Sourcify
Effortlessly find and manage open-source dependencies for your projects.

A 15B parameter model for code generation trained on 600+ programming languages.

StarCoder2-15B is a 15 billion parameter language model designed for code generation. It is trained on over 600 programming languages from The Stack v2 dataset, excluding opt-out requests. The model uses Grouped Query Attention and has a context window of 16,384 tokens with a sliding window attention of 4,096 tokens. Trained with the Fill-in-the-Middle objective on 4+ trillion tokens using NVIDIA NeMo framework on NVIDIA DGX H100 systems. It's not an instruction-following model, it excels at generating code snippets given context. Fine-tuning scripts are available in the StarCoder2's GitHub repository.
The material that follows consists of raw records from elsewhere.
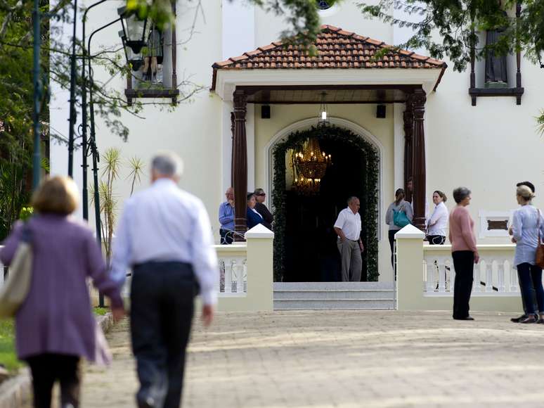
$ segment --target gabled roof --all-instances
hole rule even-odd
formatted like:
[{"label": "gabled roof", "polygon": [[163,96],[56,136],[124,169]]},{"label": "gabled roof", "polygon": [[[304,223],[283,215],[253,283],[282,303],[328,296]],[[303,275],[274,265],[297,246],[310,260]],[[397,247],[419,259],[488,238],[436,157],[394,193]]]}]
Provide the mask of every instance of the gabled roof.
[{"label": "gabled roof", "polygon": [[[281,42],[275,42],[216,63],[212,65],[212,89],[215,89],[218,70],[417,68],[442,70],[443,73],[447,67],[443,61],[399,50],[383,42],[332,25],[321,26],[315,45],[318,50],[315,57],[309,56],[308,52],[300,46],[284,46]],[[384,48],[391,49],[375,59],[376,52]]]}]

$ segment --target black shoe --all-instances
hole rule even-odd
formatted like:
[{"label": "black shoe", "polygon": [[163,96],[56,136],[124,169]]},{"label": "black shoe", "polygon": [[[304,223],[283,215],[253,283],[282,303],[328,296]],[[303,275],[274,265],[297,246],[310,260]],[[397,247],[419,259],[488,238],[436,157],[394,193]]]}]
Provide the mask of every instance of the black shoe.
[{"label": "black shoe", "polygon": [[155,400],[151,397],[137,397],[138,408],[155,408]]},{"label": "black shoe", "polygon": [[527,318],[526,314],[522,314],[519,317],[512,317],[510,319],[510,321],[512,323],[519,323],[522,320],[524,320]]},{"label": "black shoe", "polygon": [[522,320],[519,323],[536,323],[538,319],[534,316],[529,316]]}]

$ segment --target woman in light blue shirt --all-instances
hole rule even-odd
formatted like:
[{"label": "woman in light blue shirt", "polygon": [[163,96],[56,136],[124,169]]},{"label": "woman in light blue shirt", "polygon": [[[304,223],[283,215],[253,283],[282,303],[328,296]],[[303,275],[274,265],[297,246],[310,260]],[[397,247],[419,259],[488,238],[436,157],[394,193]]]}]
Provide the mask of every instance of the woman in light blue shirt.
[{"label": "woman in light blue shirt", "polygon": [[[544,323],[544,288],[542,286],[542,269],[535,264],[538,236],[544,236],[544,217],[533,206],[535,196],[531,189],[519,186],[516,191],[517,203],[521,207],[514,212],[510,234],[516,244],[514,264],[517,267],[522,300],[525,302],[527,317],[521,323]],[[536,293],[540,318],[536,319],[531,294],[531,285]]]}]

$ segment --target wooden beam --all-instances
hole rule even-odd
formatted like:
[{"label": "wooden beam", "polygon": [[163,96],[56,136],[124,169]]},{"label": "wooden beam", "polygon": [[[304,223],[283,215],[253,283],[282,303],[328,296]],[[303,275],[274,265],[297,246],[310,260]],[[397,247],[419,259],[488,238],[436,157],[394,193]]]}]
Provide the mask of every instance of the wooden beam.
[{"label": "wooden beam", "polygon": [[423,89],[416,89],[413,95],[413,201],[414,218],[412,224],[425,230],[425,133],[423,117],[427,96]]},{"label": "wooden beam", "polygon": [[232,174],[234,179],[234,229],[238,234],[235,241],[242,238],[247,229],[247,142],[245,134],[245,116],[247,113],[247,94],[238,87],[234,91],[234,139]]},{"label": "wooden beam", "polygon": [[[387,101],[327,101],[327,105],[386,105],[390,103],[404,103],[403,99],[387,100]],[[255,105],[319,105],[320,101],[247,101],[247,103],[254,103]]]},{"label": "wooden beam", "polygon": [[406,200],[412,203],[412,191],[408,189],[408,180],[413,177],[413,133],[414,112],[413,94],[406,98],[406,110],[403,114],[404,120],[404,193]]},{"label": "wooden beam", "polygon": [[327,91],[338,89],[399,89],[408,93],[412,93],[415,89],[422,89],[420,84],[375,84],[375,85],[247,85],[236,87],[237,89],[244,91],[247,95],[252,95],[259,91]]}]

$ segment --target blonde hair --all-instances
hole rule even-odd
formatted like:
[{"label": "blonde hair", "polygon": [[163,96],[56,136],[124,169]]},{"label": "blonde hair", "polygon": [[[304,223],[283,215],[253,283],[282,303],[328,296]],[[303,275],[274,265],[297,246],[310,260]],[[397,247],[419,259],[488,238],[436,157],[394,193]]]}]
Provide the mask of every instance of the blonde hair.
[{"label": "blonde hair", "polygon": [[68,215],[79,203],[77,186],[70,177],[46,179],[32,195],[32,206],[40,214]]},{"label": "blonde hair", "polygon": [[521,185],[516,189],[516,194],[519,196],[526,201],[530,201],[535,197],[534,193],[527,186]]}]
Quantized versions are available through bitsandbytes for efficient memory usage.
StarCoder2-15B is a 15 billion parameter language model designed for code generation.
Explore all tools that specialize in generate code. This domain focus ensures StarCoder2-15B delivers optimized results for this specific requirement.
Explore all tools that specialize in complete code. This domain focus ensures StarCoder2-15B delivers optimized results for this specific requirement.
Explore all tools that specialize in translate code. This domain focus ensures StarCoder2-15B delivers optimized results for this specific requirement.
Explore all tools that specialize in debug code. This domain focus ensures StarCoder2-15B delivers optimized results for this specific requirement.
Explore all tools that specialize in refactor code. This domain focus ensures StarCoder2-15B delivers optimized results for this specific requirement.
Explore all tools that specialize in code completion. This domain focus ensures StarCoder2-15B delivers optimized results for this specific requirement.
Improves inference speed and reduces memory consumption by grouping query vectors.
Allows the model to attend to a larger context window (16,384 tokens) with reduced computational cost by focusing on a sliding window of 4,096 tokens.
The model is trained to fill in missing code segments, enhancing its ability to understand and generate code in various contexts.
Supports 8-bit and 4-bit quantization using bitsandbytes, reducing memory footprint and enabling deployment on resource-constrained devices.
Seamlessly scales training and inference across multiple GPUs using the Accelerate library.
Install transformers from source: pip install git+https://github.com/huggingface/transformers.git
Install necessary libraries: pip install accelerate bitsandbytes
Load the tokenizer: tokenizer = AutoTokenizer.from_pretrained("bigcode/starcoder2-15b")
Load the model: model = AutoModelForCausalLM.from_pretrained("bigcode/starcoder2-15b", device_map="auto", torch_dtype=torch.bfloat16)
Encode input: inputs = tokenizer.encode("def print_hello_world():", return_tensors="pt").to("cuda")
Generate output: outputs = model.generate(inputs)
Decode output: print(tokenizer.decode(outputs[0]))
All Set
Ready to go
Verified feedback from other users.
"Users praise its code generation capabilities, but some note its limitations in complex tasks."
Post questions, share tips, and help other users.
Effortlessly find and manage open-source dependencies for your projects.

End-to-end typesafe APIs made easy.

Page speed monitoring with Lighthouse, focusing on user experience metrics and data visualization.

Topcoder is a pioneer in crowdsourcing, connecting businesses with a global talent network to solve technical challenges.

Explore millions of Discord Bots and Discord Apps.

Build internal tools 10x faster with an open-source low-code platform.

Open-source RAG evaluation tool for assessing accuracy, context quality, and latency of RAG systems.

AI-powered synthetic data generation for software and AI development, ensuring compliance and accelerating engineering velocity.